Financial markets have fluctuated significantly as the COVID-19 epidemic has progressed.These fluctuations likely reflect both the anticipation of a steep drop in corporate earnings, as well as a reassessment of the risk of business investment. It is important to separate these two factors because upward revisions in risk perceptions can themselves reduce investment, deepening and prolonging the recession.
To understand movements in risk perceptions relevant for the macroeconomy in near real-time, the authors employ the “price of volatile stocks” (PVSt)1, which is the book-to-market ratio of low-volatility stocks minus the book-to-market ratio of high-volatility stocks. In previous work, the authors showed that PVSt is low when perceived risk directly measured from surveys and option prices is high. Further, using time-series data from 1970 to 2016, the authors showed that when perceived risk is high according to PVSt, future real investment tends to be lower because the cost of capital is higher for risky firms.
Figure 1 shows a daily time series of the authors’ measure of perceived risk, PVSt, from 1970 and through April 2020. It shows the price of volatile stocks fell sharply – and hence perceived risk rose sharply – as news about COVID-19 was hitting US markets and households in March 2020. PVSt reached its low for the year on April 3, 2020, when it was down 2.6 standard deviations from its level at the start of 2020. While this decline is large, it is comparable to movements in risk perceptions in prior recessions, particularly the downturn following the dotcom bubble in the early 2000s.
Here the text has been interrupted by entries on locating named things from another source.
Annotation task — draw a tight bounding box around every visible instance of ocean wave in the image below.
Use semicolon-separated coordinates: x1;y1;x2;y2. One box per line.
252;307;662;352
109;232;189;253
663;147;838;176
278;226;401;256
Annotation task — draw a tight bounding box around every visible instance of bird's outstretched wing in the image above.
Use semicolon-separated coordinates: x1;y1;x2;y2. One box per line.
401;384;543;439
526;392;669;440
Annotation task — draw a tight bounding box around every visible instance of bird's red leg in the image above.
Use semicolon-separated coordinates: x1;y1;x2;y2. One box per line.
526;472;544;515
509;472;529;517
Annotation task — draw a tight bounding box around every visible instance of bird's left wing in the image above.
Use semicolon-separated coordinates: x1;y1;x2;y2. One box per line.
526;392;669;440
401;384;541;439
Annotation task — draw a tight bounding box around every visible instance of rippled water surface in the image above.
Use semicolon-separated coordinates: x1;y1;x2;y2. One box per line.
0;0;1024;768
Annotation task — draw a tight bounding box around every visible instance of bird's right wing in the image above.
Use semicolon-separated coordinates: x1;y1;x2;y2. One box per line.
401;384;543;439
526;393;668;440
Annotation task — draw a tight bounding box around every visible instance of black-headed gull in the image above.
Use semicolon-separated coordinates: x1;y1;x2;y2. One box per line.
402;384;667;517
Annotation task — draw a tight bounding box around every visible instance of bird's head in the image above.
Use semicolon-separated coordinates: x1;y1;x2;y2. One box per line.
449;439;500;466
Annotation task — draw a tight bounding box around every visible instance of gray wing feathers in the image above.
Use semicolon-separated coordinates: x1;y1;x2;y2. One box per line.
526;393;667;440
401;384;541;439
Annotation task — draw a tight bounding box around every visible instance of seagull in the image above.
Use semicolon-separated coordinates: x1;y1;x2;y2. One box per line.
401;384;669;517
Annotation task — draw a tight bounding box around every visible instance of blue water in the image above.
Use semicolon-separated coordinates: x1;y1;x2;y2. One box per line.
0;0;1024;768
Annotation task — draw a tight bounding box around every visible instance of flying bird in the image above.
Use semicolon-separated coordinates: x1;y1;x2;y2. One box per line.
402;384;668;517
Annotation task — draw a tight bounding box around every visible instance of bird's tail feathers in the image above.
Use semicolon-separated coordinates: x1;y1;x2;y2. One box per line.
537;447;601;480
It is also much smaller than the move in risk perceptions during the financial crisis of 2008-2009. Estimates for the period 1970-2016 indicate that a move in risk perceptions of the size experienced from the beginning of the year until this trough has typically been associated with a drop in the natural real risk-free rate of 3.3 percentage points, and a decline in the ratio of economy-wide capital expenditures to total assets of ratios of 0.91 percentage points (relative to a pre-2016 standard deviation of 1.16%).
Figure 2 provides a close-up view of PVSt and the aggregate stock market during the COVID-19 pandemic (February 14, 2020 through April 30, 2020). The figure shows that PVSt is useful for interpreting individual events during the COVID-19 crisis and often contains information that is distinct from the aggregate stock market. One thing that stands out from this figure is that the steep drop in the aggregate stock market at the end of February left PVStalmost completely untouched, implying that perceptions of risk had not changed significantly. In other words, the evolution of PVSt at the onset of the crisis suggests that investors initially believed there would be a short-term decline in earnings, but did not believe there would be an amplification effect from heightened risk perceptions to the aggregate economy. However, PVSt and the aggregate market began to drop in tandem around March 11, the day the WHO declared COVID-19 a pandemic and wide-spread international travel restrictions were imposed. One possible interpretation for this decoupling and recoupling is that COVID-19 initially appeared to affect only the short-term cash flows of internationally connected firms, whereas the spread of the virus and the associated policy measures imposed in mid-March affected the risk outlook for a much broader swath of the economy. These trends were in turn reflected in the prices of volatile stocks.
Another striking feature of Figure 2 is the large increase in PVSt that began on April 21, 2020, the day that the United States Senate passed the Paycheck Protection Program and Health Care Enhancement Act. The bill provided nearly $500 billion in additional funding to support the CARES Act, much of which was geared towards aiding small and medium-sized businesses. PVSt increased nearly 0.66 standard deviations between the time that the bill was passed in the Senate and when it was signed into law by President Trump on April 24. Interestingly, the market-to-book ratio of the aggregate stock market increased only 0.17 standard deviations over the same time period. The differential response of PVSt and the aggregate stock market to the passing of the bill is consistent with the authors’ previous interpretation that PVSt reflects perceptions of risk that are relevant for privately owned firms, which tend to be smaller and riskier than the larger, less volatile publicly traded firms that dominate the aggregate stock market.